Question

What can be the maximum value of the original kinetic energy of disk AA so as not to exceed the maximum allowed value of the thermal energy

Answer 1

The question is incomplete. The complete question is :

In your job as a mechanical engineer you are designing a flywheel and clutch-plate system. Disk A is made of a lighter material than disk B, and the moment of inertia of disk A about the shaft is one-third that of disk B. The moment of inertia of the shaft is negligible. With the clutch disconnected, A is brought up to an angular speed ?0; B is initially at rest. The accelerating torque is then removed from A, and A is coupled to B. (Ignore bearing friction.) The design specifications allow for a maximum of 2300 J of thermal energy to be developed when the connection is made. What can be the maximum value of the original kinetic energy of disk A so as not to exceed the maximum allowed value of the thermal energy?

Solution :

Let M.I. of disk A =
`$I_0$`

So, M.I. of disk B =
`$3I_0$`

Angular velocity of A =
`$\omega_0$`

So the kinetic energy of the disk A =
`$(1)/(2)I_0\omega^2$`

After coupling, the angular velocity of both the disks will be equal to ω.

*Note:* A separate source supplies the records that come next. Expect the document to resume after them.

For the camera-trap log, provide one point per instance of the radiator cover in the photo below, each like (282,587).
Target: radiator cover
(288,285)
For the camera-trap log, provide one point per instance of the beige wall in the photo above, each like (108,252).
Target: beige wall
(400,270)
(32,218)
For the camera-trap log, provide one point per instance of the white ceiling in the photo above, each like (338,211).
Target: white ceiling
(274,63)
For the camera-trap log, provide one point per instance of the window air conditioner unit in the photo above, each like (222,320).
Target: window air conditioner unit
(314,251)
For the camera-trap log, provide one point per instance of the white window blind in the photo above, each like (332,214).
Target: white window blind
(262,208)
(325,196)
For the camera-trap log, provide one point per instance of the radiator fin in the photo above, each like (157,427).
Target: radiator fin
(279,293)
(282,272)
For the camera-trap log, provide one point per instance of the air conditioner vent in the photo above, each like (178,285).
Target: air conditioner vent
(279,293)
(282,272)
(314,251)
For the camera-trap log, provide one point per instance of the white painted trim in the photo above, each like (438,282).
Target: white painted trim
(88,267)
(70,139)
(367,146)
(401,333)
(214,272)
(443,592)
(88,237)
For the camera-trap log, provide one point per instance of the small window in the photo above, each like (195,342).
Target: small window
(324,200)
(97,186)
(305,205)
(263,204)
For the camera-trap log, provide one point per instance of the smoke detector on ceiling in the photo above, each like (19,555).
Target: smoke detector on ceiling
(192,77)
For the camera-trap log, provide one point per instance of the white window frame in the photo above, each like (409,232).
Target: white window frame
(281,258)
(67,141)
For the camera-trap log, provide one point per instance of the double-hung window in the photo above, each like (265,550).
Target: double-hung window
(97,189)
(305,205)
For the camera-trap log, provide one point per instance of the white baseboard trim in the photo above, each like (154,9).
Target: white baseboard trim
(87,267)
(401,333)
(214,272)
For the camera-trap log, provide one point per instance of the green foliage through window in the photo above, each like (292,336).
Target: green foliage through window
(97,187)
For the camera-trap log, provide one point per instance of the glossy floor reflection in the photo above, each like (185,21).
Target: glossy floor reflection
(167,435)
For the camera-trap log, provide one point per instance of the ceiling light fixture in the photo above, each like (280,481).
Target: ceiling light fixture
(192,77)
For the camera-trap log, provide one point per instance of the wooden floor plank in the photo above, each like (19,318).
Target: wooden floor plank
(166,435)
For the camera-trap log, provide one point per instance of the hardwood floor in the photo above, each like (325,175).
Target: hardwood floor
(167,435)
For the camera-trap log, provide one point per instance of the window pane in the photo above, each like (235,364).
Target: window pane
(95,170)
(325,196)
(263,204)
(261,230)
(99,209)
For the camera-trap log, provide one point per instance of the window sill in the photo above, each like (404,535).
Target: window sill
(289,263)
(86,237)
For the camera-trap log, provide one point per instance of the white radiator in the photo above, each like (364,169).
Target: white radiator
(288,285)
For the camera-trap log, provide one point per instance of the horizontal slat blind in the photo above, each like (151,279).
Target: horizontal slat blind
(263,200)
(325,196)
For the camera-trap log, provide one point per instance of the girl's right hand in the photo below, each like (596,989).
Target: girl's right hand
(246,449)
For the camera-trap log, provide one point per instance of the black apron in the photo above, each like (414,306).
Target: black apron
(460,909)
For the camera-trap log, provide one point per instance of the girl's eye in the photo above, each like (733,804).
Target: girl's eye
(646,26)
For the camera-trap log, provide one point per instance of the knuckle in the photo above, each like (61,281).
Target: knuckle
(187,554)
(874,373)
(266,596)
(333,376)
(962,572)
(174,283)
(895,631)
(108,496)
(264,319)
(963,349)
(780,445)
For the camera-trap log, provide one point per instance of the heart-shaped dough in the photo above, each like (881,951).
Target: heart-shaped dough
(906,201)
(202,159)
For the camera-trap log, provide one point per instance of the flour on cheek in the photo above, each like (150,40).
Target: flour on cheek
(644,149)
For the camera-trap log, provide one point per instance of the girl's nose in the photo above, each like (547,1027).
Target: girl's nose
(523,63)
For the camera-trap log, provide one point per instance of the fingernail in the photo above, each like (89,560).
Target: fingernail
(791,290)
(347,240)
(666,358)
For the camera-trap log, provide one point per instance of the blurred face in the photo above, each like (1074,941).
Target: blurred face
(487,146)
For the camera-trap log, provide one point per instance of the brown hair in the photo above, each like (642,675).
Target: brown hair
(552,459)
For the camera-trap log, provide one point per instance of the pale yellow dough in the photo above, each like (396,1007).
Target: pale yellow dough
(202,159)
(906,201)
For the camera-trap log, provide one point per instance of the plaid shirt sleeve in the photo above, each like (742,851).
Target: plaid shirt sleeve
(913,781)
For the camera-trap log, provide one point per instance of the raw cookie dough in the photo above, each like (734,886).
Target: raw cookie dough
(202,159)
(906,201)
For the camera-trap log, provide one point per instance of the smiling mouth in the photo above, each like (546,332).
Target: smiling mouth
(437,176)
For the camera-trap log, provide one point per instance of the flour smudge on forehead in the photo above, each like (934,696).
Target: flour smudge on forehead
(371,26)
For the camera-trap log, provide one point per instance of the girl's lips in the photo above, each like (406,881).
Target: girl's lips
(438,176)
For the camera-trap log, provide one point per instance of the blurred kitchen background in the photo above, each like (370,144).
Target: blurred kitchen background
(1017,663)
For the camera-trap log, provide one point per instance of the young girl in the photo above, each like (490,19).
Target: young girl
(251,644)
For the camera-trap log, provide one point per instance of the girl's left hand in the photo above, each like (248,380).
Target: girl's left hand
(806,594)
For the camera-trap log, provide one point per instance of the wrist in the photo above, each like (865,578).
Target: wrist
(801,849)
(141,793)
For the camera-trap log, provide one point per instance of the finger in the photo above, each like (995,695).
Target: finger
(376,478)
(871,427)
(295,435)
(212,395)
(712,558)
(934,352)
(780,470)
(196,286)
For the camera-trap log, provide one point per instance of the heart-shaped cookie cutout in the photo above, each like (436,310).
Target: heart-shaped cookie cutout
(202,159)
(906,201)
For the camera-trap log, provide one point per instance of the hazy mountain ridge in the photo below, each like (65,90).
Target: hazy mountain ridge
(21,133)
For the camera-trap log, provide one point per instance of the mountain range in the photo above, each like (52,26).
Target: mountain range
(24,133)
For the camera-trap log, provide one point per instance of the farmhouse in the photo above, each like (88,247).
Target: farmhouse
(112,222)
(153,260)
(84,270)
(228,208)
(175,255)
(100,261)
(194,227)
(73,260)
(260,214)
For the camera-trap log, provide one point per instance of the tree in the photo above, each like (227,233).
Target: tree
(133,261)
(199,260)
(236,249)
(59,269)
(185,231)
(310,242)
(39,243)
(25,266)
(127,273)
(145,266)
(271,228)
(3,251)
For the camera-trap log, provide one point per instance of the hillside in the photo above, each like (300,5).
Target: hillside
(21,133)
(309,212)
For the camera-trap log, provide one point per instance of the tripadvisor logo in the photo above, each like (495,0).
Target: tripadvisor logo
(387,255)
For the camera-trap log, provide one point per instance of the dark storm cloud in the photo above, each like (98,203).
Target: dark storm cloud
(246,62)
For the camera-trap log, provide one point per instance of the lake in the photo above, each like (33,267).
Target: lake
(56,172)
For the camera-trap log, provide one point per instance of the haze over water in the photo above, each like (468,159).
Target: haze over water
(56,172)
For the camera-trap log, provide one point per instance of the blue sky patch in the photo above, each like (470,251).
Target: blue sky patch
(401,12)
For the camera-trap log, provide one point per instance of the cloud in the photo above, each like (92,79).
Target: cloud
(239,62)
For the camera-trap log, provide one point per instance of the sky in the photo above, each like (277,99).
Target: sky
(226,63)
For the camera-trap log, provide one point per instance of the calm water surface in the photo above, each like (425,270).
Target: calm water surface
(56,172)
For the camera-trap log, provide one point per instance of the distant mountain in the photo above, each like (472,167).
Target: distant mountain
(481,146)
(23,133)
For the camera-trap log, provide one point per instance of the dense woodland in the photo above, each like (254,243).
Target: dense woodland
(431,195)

Angular momentum will be conserved.

So,

`$I_0\omega_0 = I_0 \omega + 3I_0 \omega$`

`$I_0\omega_0 = 4I_0 \omega$`

`$\omega = (\omega_0)/(4)$`

Now,

`$K.E. = (1)/(2)I_0\omega^2+ (1)/(2)3I_0\omega^2$`

`$K.E. = (1)/(2)I_0(\omega_0^2)/(16)+ (1)/(2)3I_0(\omega_0^2)/(16)$`

`$K.E. = (1)/(2)I_0\omega_0^2 \left((1)/(16)+(3)/(16)\right)$`

`$K.E. = (1)/(2)I_0\omega_0^2* (1)/(4)$`

`$\Delta K = (1)/(2)I_0\omega_0^2 - (1)/(2)I_0\omega_0^2 * (1)/(4) $`

`$2300=(3)/(4)\left((1)/(2)I_0\omega_0^2\right)$`

`$(1)/(2)I_0\omega_0^2=2300 * (4)/(3 ) \ J $`

Therefore, the maximum initial K.E. = 3066.67 J